"I think there must be some mistake," he said distantly. "I do not think that Mrs. Bailey is a member of a club."

M. Polperro looked very much surprised.

"Oh, yes, indeed she is," he answered confidently. "It is only the quite common people who content themselves, M'sieur, with risking a franc and playing the little games. But just as M'sieur likes—" he shrugged his shoulders. "I do not press M'sieur to become a member of the Club."

Without answering, Chester paid the couple of francs admission for himself and his companion, and they walked slowly through the lower rooms, threading their way through the crowd.

"You see, M'sieur, I was right! Madame Bailey is in the Club!"

"Very well. Let us go to the Club," said Chester, impatiently.

He was beginning, or so he thought, to understand. The Club was evidently a quiet, select part of the Casino, with a reading room and so on.
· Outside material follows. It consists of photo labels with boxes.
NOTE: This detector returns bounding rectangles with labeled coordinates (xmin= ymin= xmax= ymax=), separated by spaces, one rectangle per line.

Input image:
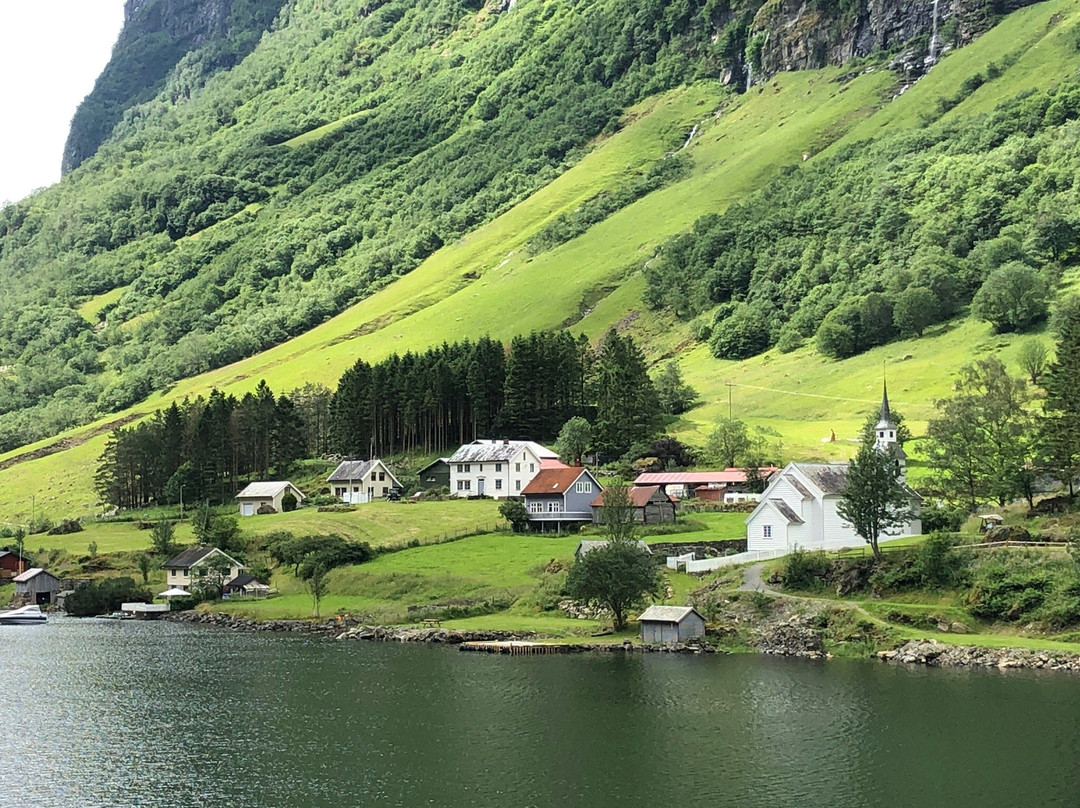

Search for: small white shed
xmin=637 ymin=606 xmax=705 ymax=645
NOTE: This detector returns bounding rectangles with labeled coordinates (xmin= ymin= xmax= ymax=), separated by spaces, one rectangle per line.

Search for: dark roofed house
xmin=12 ymin=567 xmax=60 ymax=606
xmin=163 ymin=547 xmax=244 ymax=589
xmin=237 ymin=480 xmax=303 ymax=516
xmin=222 ymin=573 xmax=270 ymax=597
xmin=326 ymin=458 xmax=402 ymax=504
xmin=590 ymin=485 xmax=675 ymax=525
xmin=0 ymin=550 xmax=30 ymax=580
xmin=637 ymin=606 xmax=705 ymax=645
xmin=522 ymin=466 xmax=604 ymax=530
xmin=417 ymin=457 xmax=450 ymax=488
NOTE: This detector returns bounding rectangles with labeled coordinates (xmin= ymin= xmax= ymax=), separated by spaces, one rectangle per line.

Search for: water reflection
xmin=6 ymin=620 xmax=1080 ymax=808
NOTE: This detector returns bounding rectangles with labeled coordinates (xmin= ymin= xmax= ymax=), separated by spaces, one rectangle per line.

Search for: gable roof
xmin=634 ymin=466 xmax=779 ymax=485
xmin=768 ymin=497 xmax=804 ymax=525
xmin=412 ymin=457 xmax=450 ymax=476
xmin=235 ymin=480 xmax=305 ymax=501
xmin=449 ymin=440 xmax=558 ymax=463
xmin=522 ymin=466 xmax=600 ymax=497
xmin=589 ymin=485 xmax=675 ymax=508
xmin=12 ymin=567 xmax=59 ymax=583
xmin=637 ymin=606 xmax=705 ymax=623
xmin=162 ymin=547 xmax=244 ymax=569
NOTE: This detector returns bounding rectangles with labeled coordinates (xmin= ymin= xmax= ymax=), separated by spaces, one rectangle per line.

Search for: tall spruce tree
xmin=1038 ymin=295 xmax=1080 ymax=497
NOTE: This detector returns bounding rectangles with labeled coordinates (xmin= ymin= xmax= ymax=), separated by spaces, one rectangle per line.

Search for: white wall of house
xmin=165 ymin=550 xmax=244 ymax=589
xmin=450 ymin=446 xmax=540 ymax=499
xmin=746 ymin=463 xmax=922 ymax=552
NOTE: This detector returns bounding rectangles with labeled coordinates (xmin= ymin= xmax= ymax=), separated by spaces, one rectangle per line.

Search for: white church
xmin=746 ymin=390 xmax=922 ymax=554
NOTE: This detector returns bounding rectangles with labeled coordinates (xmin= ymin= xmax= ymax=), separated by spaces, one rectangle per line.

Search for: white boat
xmin=0 ymin=605 xmax=45 ymax=625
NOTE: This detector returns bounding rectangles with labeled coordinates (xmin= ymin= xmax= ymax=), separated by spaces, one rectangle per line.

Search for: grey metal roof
xmin=769 ymin=497 xmax=802 ymax=525
xmin=784 ymin=474 xmax=813 ymax=499
xmin=449 ymin=441 xmax=558 ymax=463
xmin=793 ymin=463 xmax=922 ymax=500
xmin=12 ymin=567 xmax=59 ymax=583
xmin=326 ymin=457 xmax=401 ymax=485
xmin=235 ymin=480 xmax=303 ymax=499
xmin=637 ymin=606 xmax=705 ymax=623
xmin=326 ymin=460 xmax=375 ymax=483
xmin=162 ymin=547 xmax=214 ymax=569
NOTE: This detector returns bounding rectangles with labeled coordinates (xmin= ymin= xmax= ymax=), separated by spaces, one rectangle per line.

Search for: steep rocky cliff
xmin=746 ymin=0 xmax=1036 ymax=83
xmin=63 ymin=0 xmax=283 ymax=173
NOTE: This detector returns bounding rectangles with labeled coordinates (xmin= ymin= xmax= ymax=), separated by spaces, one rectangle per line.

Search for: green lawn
xmin=26 ymin=499 xmax=503 ymax=554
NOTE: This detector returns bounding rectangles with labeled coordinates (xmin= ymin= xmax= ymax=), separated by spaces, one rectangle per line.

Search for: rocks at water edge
xmin=877 ymin=639 xmax=1080 ymax=673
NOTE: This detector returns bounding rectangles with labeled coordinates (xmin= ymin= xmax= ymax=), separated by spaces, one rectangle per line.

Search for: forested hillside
xmin=0 ymin=0 xmax=1080 ymax=511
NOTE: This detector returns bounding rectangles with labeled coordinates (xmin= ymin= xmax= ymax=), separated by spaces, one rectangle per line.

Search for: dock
xmin=458 ymin=639 xmax=593 ymax=657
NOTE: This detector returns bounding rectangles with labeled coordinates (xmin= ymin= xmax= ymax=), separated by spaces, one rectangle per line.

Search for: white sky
xmin=0 ymin=0 xmax=124 ymax=204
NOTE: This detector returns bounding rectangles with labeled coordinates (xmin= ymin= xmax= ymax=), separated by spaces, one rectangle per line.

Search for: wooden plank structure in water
xmin=458 ymin=639 xmax=591 ymax=656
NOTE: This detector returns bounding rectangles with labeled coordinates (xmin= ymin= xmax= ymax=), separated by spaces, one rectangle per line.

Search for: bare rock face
xmin=748 ymin=0 xmax=1035 ymax=83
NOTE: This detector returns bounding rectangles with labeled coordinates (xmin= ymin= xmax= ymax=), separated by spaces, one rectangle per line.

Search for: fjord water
xmin=0 ymin=618 xmax=1080 ymax=808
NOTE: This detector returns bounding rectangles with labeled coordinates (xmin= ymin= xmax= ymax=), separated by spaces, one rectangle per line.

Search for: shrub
xmin=780 ymin=547 xmax=829 ymax=590
xmin=971 ymin=261 xmax=1050 ymax=332
xmin=968 ymin=560 xmax=1050 ymax=621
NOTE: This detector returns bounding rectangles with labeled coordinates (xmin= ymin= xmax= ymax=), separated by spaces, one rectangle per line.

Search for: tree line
xmin=95 ymin=331 xmax=665 ymax=508
xmin=330 ymin=331 xmax=662 ymax=457
xmin=922 ymin=295 xmax=1080 ymax=511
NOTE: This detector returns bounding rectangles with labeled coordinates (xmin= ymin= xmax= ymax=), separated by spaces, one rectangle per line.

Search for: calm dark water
xmin=0 ymin=619 xmax=1080 ymax=808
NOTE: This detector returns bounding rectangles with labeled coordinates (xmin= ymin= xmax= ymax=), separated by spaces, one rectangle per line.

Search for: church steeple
xmin=874 ymin=379 xmax=907 ymax=480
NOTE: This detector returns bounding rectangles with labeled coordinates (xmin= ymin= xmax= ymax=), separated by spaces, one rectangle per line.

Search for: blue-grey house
xmin=522 ymin=466 xmax=604 ymax=530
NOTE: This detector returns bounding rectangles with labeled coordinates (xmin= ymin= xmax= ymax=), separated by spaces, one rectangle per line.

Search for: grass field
xmin=0 ymin=0 xmax=1080 ymax=521
xmin=16 ymin=499 xmax=504 ymax=555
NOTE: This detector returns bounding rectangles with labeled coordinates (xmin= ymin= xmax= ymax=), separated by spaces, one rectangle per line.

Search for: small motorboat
xmin=0 ymin=605 xmax=46 ymax=625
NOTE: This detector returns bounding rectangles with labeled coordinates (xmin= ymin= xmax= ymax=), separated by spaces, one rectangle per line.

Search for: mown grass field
xmin=16 ymin=499 xmax=504 ymax=555
xmin=0 ymin=0 xmax=1080 ymax=521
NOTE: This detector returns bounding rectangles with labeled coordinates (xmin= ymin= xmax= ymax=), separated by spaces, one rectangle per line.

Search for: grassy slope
xmin=26 ymin=500 xmax=502 ymax=554
xmin=0 ymin=0 xmax=1080 ymax=519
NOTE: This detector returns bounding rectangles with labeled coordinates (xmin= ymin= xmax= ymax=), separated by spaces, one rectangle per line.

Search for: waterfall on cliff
xmin=927 ymin=0 xmax=941 ymax=65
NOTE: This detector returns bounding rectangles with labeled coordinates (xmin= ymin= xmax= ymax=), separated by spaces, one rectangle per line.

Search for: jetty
xmin=458 ymin=639 xmax=594 ymax=657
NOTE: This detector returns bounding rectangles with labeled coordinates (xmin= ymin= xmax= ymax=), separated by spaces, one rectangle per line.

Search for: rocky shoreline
xmin=877 ymin=639 xmax=1080 ymax=673
xmin=165 ymin=611 xmax=1080 ymax=673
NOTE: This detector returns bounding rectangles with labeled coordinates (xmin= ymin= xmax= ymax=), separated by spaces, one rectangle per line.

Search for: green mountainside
xmin=0 ymin=0 xmax=1080 ymax=519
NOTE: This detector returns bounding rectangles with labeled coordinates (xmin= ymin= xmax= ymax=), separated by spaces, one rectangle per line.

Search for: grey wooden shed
xmin=637 ymin=606 xmax=705 ymax=645
xmin=14 ymin=567 xmax=60 ymax=605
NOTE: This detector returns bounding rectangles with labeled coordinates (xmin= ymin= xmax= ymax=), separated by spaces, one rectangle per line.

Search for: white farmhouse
xmin=448 ymin=440 xmax=565 ymax=499
xmin=746 ymin=386 xmax=922 ymax=555
xmin=326 ymin=458 xmax=402 ymax=504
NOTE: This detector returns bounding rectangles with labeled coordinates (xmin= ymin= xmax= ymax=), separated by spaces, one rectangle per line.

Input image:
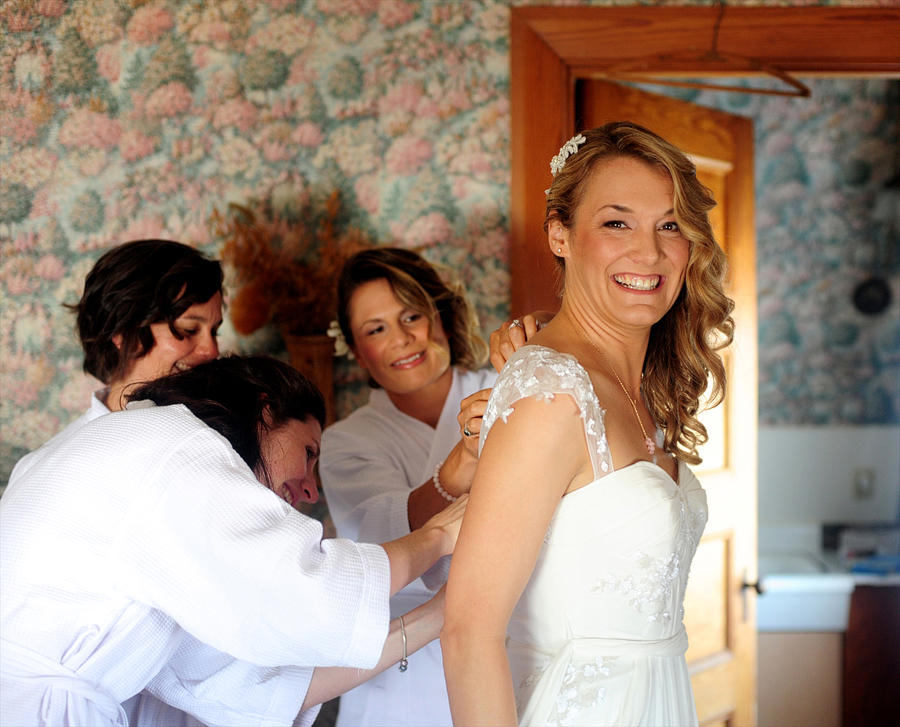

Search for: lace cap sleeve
xmin=479 ymin=346 xmax=612 ymax=478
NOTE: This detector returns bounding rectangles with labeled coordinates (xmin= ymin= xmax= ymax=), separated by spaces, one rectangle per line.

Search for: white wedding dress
xmin=481 ymin=346 xmax=707 ymax=727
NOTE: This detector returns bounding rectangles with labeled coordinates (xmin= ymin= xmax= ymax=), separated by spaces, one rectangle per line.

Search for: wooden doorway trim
xmin=510 ymin=6 xmax=900 ymax=315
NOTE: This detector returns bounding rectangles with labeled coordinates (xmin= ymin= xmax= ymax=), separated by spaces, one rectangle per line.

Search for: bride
xmin=441 ymin=122 xmax=733 ymax=726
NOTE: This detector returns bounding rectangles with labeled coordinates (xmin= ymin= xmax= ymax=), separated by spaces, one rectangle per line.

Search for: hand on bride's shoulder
xmin=456 ymin=389 xmax=492 ymax=458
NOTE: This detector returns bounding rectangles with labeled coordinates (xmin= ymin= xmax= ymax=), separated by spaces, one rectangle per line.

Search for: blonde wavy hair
xmin=338 ymin=247 xmax=488 ymax=388
xmin=544 ymin=121 xmax=734 ymax=464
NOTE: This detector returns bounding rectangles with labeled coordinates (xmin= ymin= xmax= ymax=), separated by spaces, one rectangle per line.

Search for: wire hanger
xmin=605 ymin=0 xmax=810 ymax=98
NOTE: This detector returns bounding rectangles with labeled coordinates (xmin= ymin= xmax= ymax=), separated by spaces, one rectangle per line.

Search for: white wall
xmin=759 ymin=425 xmax=900 ymax=526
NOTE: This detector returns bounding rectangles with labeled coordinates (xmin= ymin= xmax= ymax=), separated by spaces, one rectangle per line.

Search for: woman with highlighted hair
xmin=441 ymin=122 xmax=733 ymax=727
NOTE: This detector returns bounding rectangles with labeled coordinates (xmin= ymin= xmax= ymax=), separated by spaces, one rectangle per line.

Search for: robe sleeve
xmin=319 ymin=420 xmax=422 ymax=543
xmin=113 ymin=420 xmax=390 ymax=668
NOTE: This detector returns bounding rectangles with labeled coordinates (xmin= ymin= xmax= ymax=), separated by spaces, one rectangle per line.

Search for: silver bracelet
xmin=433 ymin=459 xmax=459 ymax=502
xmin=397 ymin=616 xmax=409 ymax=672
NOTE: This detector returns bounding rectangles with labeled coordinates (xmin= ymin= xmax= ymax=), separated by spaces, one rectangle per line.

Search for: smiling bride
xmin=441 ymin=122 xmax=733 ymax=727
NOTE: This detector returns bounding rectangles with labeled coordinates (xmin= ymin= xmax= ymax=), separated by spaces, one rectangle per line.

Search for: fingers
xmin=490 ymin=316 xmax=537 ymax=371
xmin=516 ymin=314 xmax=538 ymax=342
xmin=456 ymin=389 xmax=491 ymax=446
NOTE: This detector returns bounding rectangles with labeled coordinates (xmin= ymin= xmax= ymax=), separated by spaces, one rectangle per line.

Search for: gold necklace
xmin=572 ymin=318 xmax=656 ymax=461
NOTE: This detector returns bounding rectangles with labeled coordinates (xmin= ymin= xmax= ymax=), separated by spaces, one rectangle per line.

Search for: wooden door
xmin=575 ymin=80 xmax=757 ymax=725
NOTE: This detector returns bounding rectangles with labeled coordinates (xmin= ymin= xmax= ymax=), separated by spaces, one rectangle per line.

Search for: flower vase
xmin=282 ymin=333 xmax=334 ymax=426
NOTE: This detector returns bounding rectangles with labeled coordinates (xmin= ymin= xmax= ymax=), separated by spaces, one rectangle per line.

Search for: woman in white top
xmin=0 ymin=357 xmax=462 ymax=727
xmin=319 ymin=248 xmax=496 ymax=727
xmin=441 ymin=122 xmax=733 ymax=727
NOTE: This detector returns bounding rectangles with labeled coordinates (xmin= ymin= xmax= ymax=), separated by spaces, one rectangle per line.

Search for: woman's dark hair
xmin=127 ymin=356 xmax=325 ymax=486
xmin=68 ymin=240 xmax=222 ymax=384
xmin=338 ymin=247 xmax=487 ymax=388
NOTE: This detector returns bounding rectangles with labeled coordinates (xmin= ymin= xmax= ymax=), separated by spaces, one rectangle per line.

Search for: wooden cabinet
xmin=843 ymin=585 xmax=900 ymax=727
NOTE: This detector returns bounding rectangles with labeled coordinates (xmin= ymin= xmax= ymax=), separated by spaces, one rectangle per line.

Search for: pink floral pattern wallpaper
xmin=0 ymin=0 xmax=900 ymax=490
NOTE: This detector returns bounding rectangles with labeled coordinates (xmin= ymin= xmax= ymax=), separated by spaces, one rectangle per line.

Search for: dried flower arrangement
xmin=211 ymin=190 xmax=371 ymax=335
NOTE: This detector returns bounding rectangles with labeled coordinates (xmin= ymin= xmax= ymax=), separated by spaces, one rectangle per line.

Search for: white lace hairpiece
xmin=325 ymin=321 xmax=355 ymax=359
xmin=544 ymin=134 xmax=587 ymax=194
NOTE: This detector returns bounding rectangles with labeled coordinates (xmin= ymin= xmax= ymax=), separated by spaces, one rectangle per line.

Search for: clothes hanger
xmin=605 ymin=0 xmax=810 ymax=98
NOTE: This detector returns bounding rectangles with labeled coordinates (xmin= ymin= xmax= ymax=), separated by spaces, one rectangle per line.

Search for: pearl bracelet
xmin=434 ymin=459 xmax=459 ymax=502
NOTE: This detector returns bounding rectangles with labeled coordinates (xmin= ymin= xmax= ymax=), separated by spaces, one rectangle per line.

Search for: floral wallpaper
xmin=0 ymin=0 xmax=900 ymax=490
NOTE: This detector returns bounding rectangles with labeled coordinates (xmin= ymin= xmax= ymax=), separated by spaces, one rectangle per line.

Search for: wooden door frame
xmin=509 ymin=6 xmax=900 ymax=315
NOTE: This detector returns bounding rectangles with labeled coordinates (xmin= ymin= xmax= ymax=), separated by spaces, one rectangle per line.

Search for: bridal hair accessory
xmin=572 ymin=318 xmax=656 ymax=462
xmin=325 ymin=321 xmax=356 ymax=361
xmin=397 ymin=616 xmax=409 ymax=672
xmin=432 ymin=459 xmax=459 ymax=502
xmin=550 ymin=134 xmax=587 ymax=177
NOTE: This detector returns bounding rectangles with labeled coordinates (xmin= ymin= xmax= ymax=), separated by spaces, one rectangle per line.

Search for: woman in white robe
xmin=0 ymin=357 xmax=460 ymax=726
xmin=441 ymin=122 xmax=733 ymax=727
xmin=9 ymin=240 xmax=222 ymax=490
xmin=319 ymin=248 xmax=496 ymax=727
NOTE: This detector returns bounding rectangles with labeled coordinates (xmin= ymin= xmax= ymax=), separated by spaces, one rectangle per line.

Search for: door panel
xmin=575 ymin=80 xmax=756 ymax=725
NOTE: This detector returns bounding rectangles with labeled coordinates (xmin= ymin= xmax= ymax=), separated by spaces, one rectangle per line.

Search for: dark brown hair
xmin=338 ymin=247 xmax=487 ymax=386
xmin=544 ymin=121 xmax=734 ymax=464
xmin=67 ymin=240 xmax=222 ymax=384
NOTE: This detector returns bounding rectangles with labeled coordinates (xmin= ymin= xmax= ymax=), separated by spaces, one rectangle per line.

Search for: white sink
xmin=756 ymin=552 xmax=854 ymax=631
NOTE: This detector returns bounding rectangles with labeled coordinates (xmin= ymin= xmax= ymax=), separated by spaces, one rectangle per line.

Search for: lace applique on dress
xmin=516 ymin=656 xmax=615 ymax=727
xmin=547 ymin=656 xmax=611 ymax=727
xmin=479 ymin=346 xmax=613 ymax=477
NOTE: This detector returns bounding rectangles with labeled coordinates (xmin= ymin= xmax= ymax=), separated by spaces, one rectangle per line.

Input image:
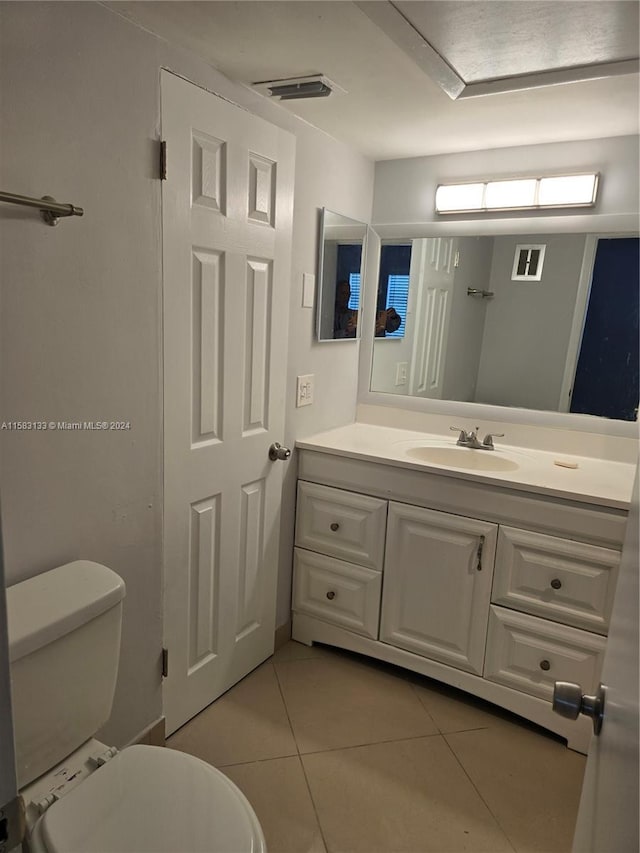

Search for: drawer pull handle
xmin=476 ymin=536 xmax=484 ymax=572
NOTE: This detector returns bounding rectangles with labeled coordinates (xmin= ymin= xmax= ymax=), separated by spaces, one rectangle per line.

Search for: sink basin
xmin=405 ymin=445 xmax=520 ymax=471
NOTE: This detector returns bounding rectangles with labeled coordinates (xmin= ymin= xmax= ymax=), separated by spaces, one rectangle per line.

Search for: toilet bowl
xmin=24 ymin=746 xmax=266 ymax=853
xmin=7 ymin=561 xmax=266 ymax=853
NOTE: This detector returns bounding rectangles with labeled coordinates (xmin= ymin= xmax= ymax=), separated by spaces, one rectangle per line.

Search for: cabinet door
xmin=380 ymin=503 xmax=498 ymax=675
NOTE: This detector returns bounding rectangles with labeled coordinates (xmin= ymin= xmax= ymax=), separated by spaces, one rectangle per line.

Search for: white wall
xmin=475 ymin=234 xmax=586 ymax=411
xmin=442 ymin=237 xmax=493 ymax=402
xmin=372 ymin=134 xmax=640 ymax=237
xmin=0 ymin=2 xmax=373 ymax=745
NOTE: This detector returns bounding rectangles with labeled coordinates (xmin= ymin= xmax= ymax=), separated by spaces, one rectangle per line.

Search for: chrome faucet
xmin=449 ymin=427 xmax=504 ymax=450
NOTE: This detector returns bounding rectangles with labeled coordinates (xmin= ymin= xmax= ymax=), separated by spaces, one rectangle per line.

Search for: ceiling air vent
xmin=511 ymin=244 xmax=546 ymax=281
xmin=251 ymin=74 xmax=344 ymax=101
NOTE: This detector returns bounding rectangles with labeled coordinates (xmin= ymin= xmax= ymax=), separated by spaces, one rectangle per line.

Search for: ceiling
xmin=105 ymin=0 xmax=640 ymax=160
Sylvia had probably made friends with some French people in her hotel, and they had persuaded her to join the Club.

He was beginning to throw off his tiredness; the unaccustomed atmosphere in which he found himself amused and interested, even if it rather shocked him.

Ten minutes later he also, thanks to the kind offices of M. Polperro, and by the payment of twenty francs, found himself a member of the Club; free of that inner sanctuary where the devotees of the fickle goddess play with gold instead of silver; and where, as even Chester could see, the people who stood round the table, risking with quiet, calculating eyes their twenty-franc pieces and bank-notes, were of a very different social standing from the merry, careless crowd downstairs.

In the Baccarat Room most of the men were in evening clothes, and the women with them, if to Chester's eyes by no means desirable or reputable-looking companions, were young, pretty, and beautifully dressed.